Controversies surrounding the efficacy of surgical sealants against alveolar air leaks (AAL) in lung surgery abound in the literature. We sought to test the sealing efficacy of a novel synthetic sealant, TissuePatch™ in an in vitro lung model.

Methods

The lower lobe of freshly excised swine lung (n = 10) was intubated and ventilated. A superficial parenchymal defect (40 × 25 mm) was created, followed by AAL assessment. After sealant application, AAL was assessed again until burst failure occurred. The length of defect was recorded to evaluate the elasticity of the sealant.

Results

Superficial parenchymal defects resulted in AAL increasing disproportionally with ascending maximal inspiratory pressure (Pmax). Multiple linear regression analysis revealed strong correlation between AAL and Pmax, compliance, resistance. After sealant application, AAL was sealed in all ten tests at an inspired tidal volume (TVi) of 400 ml, in nine tests at TVi = 500 ml, in seven at TVi = 600 ml and in five at TVi = 700 ml. The mean burst pressure was 42 ± 9 mBar. Adhesive and cohesive sealant failures were found in six and three tests respectively. The length of defect before sealant failure was 8.9 ± 4.9% larger than that at TVi = 400 ml, demonstrating an adequate elasticity of this sealant film.

Conclusions

TissuePatch™ may be a reliable sealant for alternative or adjunctive treatment for repair of superficial parenchymal defects in lung surgery. The clinical benefits of this sealant should be confirmed by prospective, randomised controlled clinical trials.

Abstrakt

Hintergrund

Die Wirksamkeit von chirurgischen Klebstoffen zur Prävention von alveolo-pleuralem Luftleck (APL) ist trotz zunehmenden klinischen Anwendungen in Lungenchirurgie immer noch kontrovers diskutiert. Wir evaluierten die Abdichtungswirksamkeit von einem neuartigen synthetischen Kleber, TissuePatch™ mittels eines in vitro Lungenmodels.

Methode

Der Unterlappen von frisch entnommenen Schweinlungen (n = 10) wurde intubiert und beatmet. Eine pleurale Läsion (40 × 25 mm) wurde erstellt und APL mit steigendem inspiratorischem Tidalvolumen (TVi) untersucht. Nach Applikation von TissuePatch™ wurde APL auf die gleiche Weise gemessen bis zur Auftritt von Kleberbruch. Zur Untersuchung der Elastizität des Klebers wurde die Länge der pleuralen Läsion gemessen.

Ergebnis

Pleurale Läsion führte bei aufsteigendem maximalem inspiratorischem Druck (Pmax) zu überproportionalem Anstieg von APL. Multiple lineare Regressionsanalyse ergab eine starke Korrelation zwischen APL und Pmax, Lungencompliance sowie Widerstand.
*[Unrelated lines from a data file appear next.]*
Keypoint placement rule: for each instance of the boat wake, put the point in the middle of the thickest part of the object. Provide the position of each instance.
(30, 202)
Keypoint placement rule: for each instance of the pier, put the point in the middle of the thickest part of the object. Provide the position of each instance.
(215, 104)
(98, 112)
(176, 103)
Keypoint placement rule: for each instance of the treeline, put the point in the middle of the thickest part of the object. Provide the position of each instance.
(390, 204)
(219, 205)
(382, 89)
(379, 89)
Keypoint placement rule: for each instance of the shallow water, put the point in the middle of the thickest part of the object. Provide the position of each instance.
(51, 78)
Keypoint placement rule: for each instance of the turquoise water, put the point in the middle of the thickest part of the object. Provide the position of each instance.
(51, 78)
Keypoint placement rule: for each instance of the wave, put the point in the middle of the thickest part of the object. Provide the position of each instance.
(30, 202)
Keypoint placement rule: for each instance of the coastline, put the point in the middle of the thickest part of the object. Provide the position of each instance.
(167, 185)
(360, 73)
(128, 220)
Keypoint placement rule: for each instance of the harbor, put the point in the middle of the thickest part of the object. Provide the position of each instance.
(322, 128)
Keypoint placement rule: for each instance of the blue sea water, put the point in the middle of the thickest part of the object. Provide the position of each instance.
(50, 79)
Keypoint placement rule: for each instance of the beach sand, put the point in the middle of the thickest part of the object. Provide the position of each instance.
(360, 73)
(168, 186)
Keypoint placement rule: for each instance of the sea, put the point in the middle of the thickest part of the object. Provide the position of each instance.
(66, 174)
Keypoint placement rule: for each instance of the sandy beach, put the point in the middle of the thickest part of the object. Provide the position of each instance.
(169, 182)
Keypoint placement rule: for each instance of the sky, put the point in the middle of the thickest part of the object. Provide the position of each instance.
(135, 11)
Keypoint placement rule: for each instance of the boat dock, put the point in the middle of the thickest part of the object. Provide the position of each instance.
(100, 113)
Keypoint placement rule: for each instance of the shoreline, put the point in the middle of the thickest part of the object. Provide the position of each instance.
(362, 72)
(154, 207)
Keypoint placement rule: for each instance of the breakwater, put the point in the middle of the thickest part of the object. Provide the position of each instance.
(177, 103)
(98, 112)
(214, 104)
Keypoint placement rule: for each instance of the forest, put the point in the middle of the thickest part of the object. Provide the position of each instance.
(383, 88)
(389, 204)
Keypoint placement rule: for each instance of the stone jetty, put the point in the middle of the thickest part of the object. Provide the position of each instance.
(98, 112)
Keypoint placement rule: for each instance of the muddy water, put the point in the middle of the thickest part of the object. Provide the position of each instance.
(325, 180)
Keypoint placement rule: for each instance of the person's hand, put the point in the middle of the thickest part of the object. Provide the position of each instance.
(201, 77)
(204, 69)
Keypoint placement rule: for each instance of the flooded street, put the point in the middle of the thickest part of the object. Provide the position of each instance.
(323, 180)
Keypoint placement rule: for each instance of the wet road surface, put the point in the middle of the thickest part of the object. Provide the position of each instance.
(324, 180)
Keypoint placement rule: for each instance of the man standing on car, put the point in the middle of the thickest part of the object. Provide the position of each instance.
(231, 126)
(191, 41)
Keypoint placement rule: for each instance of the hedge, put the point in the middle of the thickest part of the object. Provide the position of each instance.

Nach der Applikation von Klebstoff wurde APL bei TVi = 400 ml in allen zehn Testen versiegelt, bei TVi = 500 ml in neun Testen, bei TVi = 600 ml in sieben und bei TVi = 700 ml in fünf Testen. Der mittlere Pmax, der zu Kleberbruch führte, betrug 42 ± 9 mBar. Bei den Versuchen wurden adhäsiver und kohäsiver Kleberbruch in jeweils sechs und drei Testen gefunden. Die Länge der pleuralen Läsion vor dem Kleberbruch war 8,9 ± 4,9% größer als die bei TVi = 400 ml.

Schlussfolgerung

Unsere Versuche zeigten eine zuverlässige Versiegelung von TissuePatch™ unter mechanischer Ventilation. Die klinische Nützlichkeit vom Kleber als unterstützende Maßnahme zur Prävention von alveolo-pleuralem Luftleck in Lungenchirurgie sollte durch prospektive, randomisierte kontrollierte klinische Studien bestätigt werden.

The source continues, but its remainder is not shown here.